Very impressive film. The families should not miss it. Even though it is a must see by all ages. I am not a big fan of Dev's performances, even in his debut film 'Slumdog Millionaire'. After that success, he had survived in the film industry doing decent roles, for like a decade. But it was 'The Man Who Knew Infinity' that changed his career. For the first time I liked him very much in that, and again he was pretty impressive in this. The second best performance in his career. Though his part comes only after the half way mark. Yet in that one hour, he did great, particularly in the sentiments.
I was wondering why it was called 'Lion'. And I got answered only just before the end credit. So you should be patient to learn why, if you are yet to see it. It was not until the 90s the India began to see a real change. This story takes place in the mid 80s, only the opening half and those parts were raw and cruel, especially in the eyes of an 8 year old boy. That kid was so good. Just like Jacom Tremblay, a year before who impressed us with his performance from the film 'Room'.
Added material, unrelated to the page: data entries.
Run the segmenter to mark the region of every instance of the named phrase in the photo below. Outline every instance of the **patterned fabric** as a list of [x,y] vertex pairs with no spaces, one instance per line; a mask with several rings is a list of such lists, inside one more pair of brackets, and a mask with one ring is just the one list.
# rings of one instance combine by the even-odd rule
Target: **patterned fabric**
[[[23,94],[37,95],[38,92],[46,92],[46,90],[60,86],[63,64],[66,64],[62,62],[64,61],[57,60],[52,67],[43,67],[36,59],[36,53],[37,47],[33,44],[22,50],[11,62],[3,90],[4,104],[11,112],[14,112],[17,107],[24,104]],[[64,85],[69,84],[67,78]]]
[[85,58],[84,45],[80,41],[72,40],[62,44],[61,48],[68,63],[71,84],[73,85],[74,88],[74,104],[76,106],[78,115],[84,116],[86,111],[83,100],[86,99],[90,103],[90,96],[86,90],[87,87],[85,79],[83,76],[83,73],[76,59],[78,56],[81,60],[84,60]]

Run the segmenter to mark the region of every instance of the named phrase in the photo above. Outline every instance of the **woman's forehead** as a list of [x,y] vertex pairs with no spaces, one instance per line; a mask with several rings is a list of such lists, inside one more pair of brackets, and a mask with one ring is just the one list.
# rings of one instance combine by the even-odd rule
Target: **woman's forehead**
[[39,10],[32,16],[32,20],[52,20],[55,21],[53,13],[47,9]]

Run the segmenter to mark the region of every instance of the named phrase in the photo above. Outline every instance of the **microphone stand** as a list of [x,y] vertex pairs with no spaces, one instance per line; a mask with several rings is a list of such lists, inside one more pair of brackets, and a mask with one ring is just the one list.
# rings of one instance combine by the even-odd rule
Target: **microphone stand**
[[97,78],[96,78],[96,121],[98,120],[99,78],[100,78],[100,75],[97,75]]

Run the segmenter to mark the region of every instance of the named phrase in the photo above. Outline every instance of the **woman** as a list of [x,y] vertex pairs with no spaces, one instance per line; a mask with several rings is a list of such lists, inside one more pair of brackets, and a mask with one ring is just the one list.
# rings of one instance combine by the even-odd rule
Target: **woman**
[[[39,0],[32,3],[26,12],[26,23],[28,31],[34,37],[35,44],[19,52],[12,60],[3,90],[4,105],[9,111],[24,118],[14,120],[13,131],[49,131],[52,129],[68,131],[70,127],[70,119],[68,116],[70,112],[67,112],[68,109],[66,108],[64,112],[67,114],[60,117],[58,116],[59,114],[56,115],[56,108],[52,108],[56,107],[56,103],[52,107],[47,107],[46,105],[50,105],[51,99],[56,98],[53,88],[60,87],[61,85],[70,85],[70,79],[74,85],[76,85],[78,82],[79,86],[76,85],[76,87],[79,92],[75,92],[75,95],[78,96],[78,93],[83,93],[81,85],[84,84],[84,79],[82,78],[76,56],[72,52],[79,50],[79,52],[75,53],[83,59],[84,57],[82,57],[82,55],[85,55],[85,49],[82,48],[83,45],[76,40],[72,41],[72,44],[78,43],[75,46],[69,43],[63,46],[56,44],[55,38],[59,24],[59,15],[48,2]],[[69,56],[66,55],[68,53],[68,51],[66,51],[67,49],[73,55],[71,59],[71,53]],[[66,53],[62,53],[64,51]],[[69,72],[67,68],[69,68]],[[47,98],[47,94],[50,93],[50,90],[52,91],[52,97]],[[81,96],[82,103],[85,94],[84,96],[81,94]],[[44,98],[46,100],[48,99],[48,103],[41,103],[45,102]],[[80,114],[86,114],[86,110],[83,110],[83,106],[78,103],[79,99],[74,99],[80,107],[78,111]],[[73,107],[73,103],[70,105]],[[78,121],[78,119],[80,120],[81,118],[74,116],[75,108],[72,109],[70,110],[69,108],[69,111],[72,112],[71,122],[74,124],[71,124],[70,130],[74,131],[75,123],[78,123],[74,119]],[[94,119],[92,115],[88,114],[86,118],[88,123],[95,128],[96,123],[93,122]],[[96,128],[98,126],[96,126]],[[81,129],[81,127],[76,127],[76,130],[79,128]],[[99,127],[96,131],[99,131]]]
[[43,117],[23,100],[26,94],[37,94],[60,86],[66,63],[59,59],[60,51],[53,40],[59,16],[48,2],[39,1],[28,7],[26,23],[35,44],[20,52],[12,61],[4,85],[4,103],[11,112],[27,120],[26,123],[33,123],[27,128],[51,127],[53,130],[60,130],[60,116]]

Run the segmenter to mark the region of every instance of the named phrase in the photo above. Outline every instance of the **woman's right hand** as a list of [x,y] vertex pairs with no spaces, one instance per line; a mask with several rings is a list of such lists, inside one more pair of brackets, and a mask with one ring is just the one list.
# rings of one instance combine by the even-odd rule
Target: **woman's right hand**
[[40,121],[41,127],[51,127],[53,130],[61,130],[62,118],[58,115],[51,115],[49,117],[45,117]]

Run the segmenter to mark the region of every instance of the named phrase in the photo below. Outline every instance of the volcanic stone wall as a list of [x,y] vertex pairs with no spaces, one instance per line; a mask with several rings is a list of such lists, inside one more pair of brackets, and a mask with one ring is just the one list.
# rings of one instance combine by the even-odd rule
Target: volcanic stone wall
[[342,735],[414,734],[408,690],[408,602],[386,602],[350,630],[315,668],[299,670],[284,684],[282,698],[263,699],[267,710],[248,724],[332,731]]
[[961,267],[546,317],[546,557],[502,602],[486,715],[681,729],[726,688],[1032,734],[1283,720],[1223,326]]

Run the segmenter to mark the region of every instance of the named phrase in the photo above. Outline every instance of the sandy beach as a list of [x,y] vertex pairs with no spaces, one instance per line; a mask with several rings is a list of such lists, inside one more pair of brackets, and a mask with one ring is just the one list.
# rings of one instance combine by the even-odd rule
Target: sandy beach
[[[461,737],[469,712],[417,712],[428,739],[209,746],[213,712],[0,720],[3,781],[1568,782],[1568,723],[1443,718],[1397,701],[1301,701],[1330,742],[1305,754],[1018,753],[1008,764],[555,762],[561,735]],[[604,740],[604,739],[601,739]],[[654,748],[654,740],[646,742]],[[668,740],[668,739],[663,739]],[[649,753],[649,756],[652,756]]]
It was a feature film debut for the director and he was wonderful in this attempt. The film splits into two, the first half was about lost and the following half is about finding the road back to the home. Less dialogues, but well written in those necessary parts. The music was good. Only negative was the film was out of depth. Yeah, all the events were like fast forward. If they had focused on details, the narration would have reached at least 3 hours. Especially I wanted the Australian mother's perspective on how she went through to raise those kids.
Now I'm waiting for the 2020. I mean 2008 was SDM, 2012 was LoP and 2016 was this one. The 4 years later, surely there will be another India related western film would come. Despite this film nominated for the 6 Oscars, it had won nothing. That's very sad. Overall, I strongly suggest it. One of the best films of the Year.